Spotify | Crosby, Stills and Nash announce the withdrawal of their music

(New York) Formerly united in a group that has remained legendary, David Crosby, Stephen Stills and Graham Nash announced on Wednesday that they had requested the withdrawal of their music from Spotify, like their ex-companion Neil Young who provoked the move last week.

Posted at 4:55 p.m.

“We support Neil and agree with him: Joe Rogan’s podcast on Spotify is dangerous misinformation,” the three folk rock musicians including Crosby, Stills, Nash and Young wrote in a statement. , was established in California in 1968.

Their former sidekick, American-Canadian Neil Young, accused Spotify of misinformation about COVID-19 by hosting popular and controversial Joe Rogan’s podcast and asked on January 26 to remove his music from the streaming platform.

“While being committed to the expression of alternative opinions, knowingly spreading disinformation during this global pandemic has deadly consequences”, believe Crosby, Still and Nash.

“Until there is real action to show that there must be a balance between the (well-being of) humanity and commerce, we do not want our music – or the music we have played together – or on this same platform”, they conclude.

Neil Young was followed in his opposition to Spotify by Canadian folk singer Joni Mitchell and Quebec poet and singer-songwriter Gilles Vigneault, leading to a movement to unsubscribe from Spotify on social networks.

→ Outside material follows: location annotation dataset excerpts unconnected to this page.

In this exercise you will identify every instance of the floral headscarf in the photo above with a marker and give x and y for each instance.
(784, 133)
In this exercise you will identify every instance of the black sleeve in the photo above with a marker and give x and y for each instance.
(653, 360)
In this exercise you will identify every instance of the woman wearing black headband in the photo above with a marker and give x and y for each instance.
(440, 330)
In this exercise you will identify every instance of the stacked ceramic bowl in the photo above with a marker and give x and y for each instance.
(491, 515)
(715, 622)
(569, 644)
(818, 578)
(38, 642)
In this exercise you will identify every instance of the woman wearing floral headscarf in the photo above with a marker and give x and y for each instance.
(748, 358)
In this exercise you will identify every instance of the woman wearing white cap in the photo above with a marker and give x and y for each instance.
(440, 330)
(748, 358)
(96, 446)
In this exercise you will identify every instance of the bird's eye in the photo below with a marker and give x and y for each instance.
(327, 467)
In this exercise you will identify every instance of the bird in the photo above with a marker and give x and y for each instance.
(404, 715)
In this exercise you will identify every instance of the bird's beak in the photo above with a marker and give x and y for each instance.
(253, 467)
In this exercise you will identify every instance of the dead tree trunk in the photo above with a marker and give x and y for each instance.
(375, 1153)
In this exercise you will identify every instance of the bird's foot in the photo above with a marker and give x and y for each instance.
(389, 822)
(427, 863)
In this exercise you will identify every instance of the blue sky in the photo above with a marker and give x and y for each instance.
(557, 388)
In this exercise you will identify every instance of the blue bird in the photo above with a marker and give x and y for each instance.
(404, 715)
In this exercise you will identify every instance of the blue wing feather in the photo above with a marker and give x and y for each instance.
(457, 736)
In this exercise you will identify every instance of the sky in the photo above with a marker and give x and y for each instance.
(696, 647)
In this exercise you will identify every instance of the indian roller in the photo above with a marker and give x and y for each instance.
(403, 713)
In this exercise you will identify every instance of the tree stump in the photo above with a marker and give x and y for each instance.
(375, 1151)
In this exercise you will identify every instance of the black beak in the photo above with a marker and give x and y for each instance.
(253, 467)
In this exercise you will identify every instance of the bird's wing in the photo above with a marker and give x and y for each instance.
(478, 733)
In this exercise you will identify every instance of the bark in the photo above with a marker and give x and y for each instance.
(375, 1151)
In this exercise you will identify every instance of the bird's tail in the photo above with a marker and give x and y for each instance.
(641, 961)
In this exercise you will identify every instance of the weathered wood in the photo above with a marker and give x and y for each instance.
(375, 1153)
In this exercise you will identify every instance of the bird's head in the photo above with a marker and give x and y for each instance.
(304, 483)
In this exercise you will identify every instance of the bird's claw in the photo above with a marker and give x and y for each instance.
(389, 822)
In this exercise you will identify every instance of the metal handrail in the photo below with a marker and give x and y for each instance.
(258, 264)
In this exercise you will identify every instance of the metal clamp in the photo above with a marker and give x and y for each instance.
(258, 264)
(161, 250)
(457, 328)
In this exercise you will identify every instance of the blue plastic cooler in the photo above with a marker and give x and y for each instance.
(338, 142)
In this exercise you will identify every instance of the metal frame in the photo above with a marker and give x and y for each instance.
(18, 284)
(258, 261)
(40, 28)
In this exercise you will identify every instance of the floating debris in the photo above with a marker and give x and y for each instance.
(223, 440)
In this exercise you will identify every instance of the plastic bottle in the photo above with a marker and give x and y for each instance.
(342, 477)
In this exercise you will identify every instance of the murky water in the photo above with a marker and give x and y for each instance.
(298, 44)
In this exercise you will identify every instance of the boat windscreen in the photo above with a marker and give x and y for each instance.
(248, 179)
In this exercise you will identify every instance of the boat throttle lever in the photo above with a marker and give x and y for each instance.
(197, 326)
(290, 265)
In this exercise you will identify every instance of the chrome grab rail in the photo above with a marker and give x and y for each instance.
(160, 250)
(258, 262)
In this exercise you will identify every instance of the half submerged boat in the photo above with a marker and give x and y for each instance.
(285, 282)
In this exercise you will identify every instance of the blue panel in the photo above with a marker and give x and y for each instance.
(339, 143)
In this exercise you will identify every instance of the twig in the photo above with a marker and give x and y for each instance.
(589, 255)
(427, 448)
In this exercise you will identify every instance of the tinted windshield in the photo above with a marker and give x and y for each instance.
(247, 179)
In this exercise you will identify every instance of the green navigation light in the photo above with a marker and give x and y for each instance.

And Britain’s Prince Harry and his American wife Meghan Markle — who have signed an estimated $25 million deal with the platform — have expressed “concerns” to the streaming giant.

To try to extinguish the fire, Spotify announced measures on Sunday, such as the introduction, in all its podcasts evoking the COVID-19, of links which will guide its users to factual and scientifically based information, according to its CEO Daniel Ek.

Through their multiple separations and reunifications in twos, threes or fours, Crosby, Still, Nash and Young-aged 76 to 80-marked the history of folk rock from the late 1960s to the 2010s. notably performed at the legendary Woodstock festival in August 1969.